Leia trechos da entrevista.

*

Folha – Qual é a importância do jornalismo profissional?
Lúcio Flávio Pinto – Nada resiste a uma boa investigação. Não existe mistério. Se há um fato, você chega a ele. É uma competência.

Por que criou o "Jornal Pessoal?"
Criei o jornal sozinho porque não podia pagar ninguém. Decepcionado com a grande imprensa, criei uma linha editorial que torna meu jornal único: não aceita publicidade.

Como ele se financia?
Com assinaturas e venda. Se o leitor não comprar, acaba. É quinzenal e custa R$ 5, ou seja, é mais caro que os outros jornais. É quase artesanal. Não tem fotos, não tem cor. O jornal é denso e publica coisas que outros não publicam.

Dê um exemplo.
A maior empresa privada do Brasil é a Vale. Ela tem 30 clientes. Por que anuncia como uma varejista? Para conseguir, no mínimo, a simpatia da imprensa. Em 2005, a Vale foi a empresa que mais distribuiu dividendos no mundo. Ninguém deu isso. Estava no balanço da empresa. Era preciso saber ler um balanço. Fiz a primeira série de reportagens sobre a chegada do narcotráfico internacional ao Pará. Fui o primeiro jornalista que registrou a penetração da China na Amazônia, em 2001.

Essas reportagens não saem em outros lugares por falta de profissionais qualificados ou de compromisso dos veículos?
Há três coisas. Primeiro, a ideia de que a região amazônica é exótica e deve ser tratada como tal. Segundo, o comprometimento dos veículos de Belém, que nunca publicam nada sobre a Vale, por exemplo. Em terceiro lugar está a covardia do jornalista. Há um abastardamento da profissão.
A partir do momento em que o jornalista, que era empregado, passa a ser empresário, ele pensa dez vezes antes de pôr em risco a relação entre sua empresa e a empresa jornalística que o contrata. O compromisso passa a ser com essa relação.

A mídia dita alternativa cunhou a sigla PIG, Partido da Imprensa Golpista. Por que discorda do termo e de seu uso?
Primeiro porque leio a grande imprensa e porque as informações mais importantes estão ali, e não na internet, no Twitter e nos blogs.
Uma coisa que os donos de jornal aprenderam é que não vale a pena participar de conspirações, porque elas liquidam com a credibilidade da empresa. É algo que eu investigo: tem dono de empresa jornalística articulado? Não tem.
Agora, eles não gostam do Lula, não gostam da Dilma. Embarcam em teses como o impeachment, que eu acho uma besteira. Mas não se trata de imprensa golpista. Golpista é uma palavra grave.

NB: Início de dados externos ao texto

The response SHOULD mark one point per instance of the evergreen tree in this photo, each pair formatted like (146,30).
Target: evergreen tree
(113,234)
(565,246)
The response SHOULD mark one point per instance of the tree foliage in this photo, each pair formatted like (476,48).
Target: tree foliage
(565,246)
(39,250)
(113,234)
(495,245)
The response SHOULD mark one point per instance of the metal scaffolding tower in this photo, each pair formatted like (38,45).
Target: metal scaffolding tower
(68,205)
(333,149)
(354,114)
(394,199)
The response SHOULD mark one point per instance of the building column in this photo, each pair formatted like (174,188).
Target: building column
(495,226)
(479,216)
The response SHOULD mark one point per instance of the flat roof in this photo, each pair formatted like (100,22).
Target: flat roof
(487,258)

Qual o problema desse discurso?
Ele cria uma teoria conspirativa. O que não é o cânone da esquerda e do PT vira golpista.
Os blogueiros me homenagearam várias vezes, então eles não podem me atacar porque eu sou oposição. Reclamam que falo muito do PT. Mas o PT está no governo!
Não adianta centrar fogo no PSDB, eles não estão no poder. Nós temos que centrar fogo no poder porque o poder não é democrático. O fanatismo é empobrecedor.

Você já enfrentou ameaças de morte. Como lidou com elas?
Meus inimigos, aqueles que gostariam de me calar, sabem que eu posso ter informações dessa intenção deles. Quando a ameaça tem consistência, vou atrás e faço o cara saber que eu sei.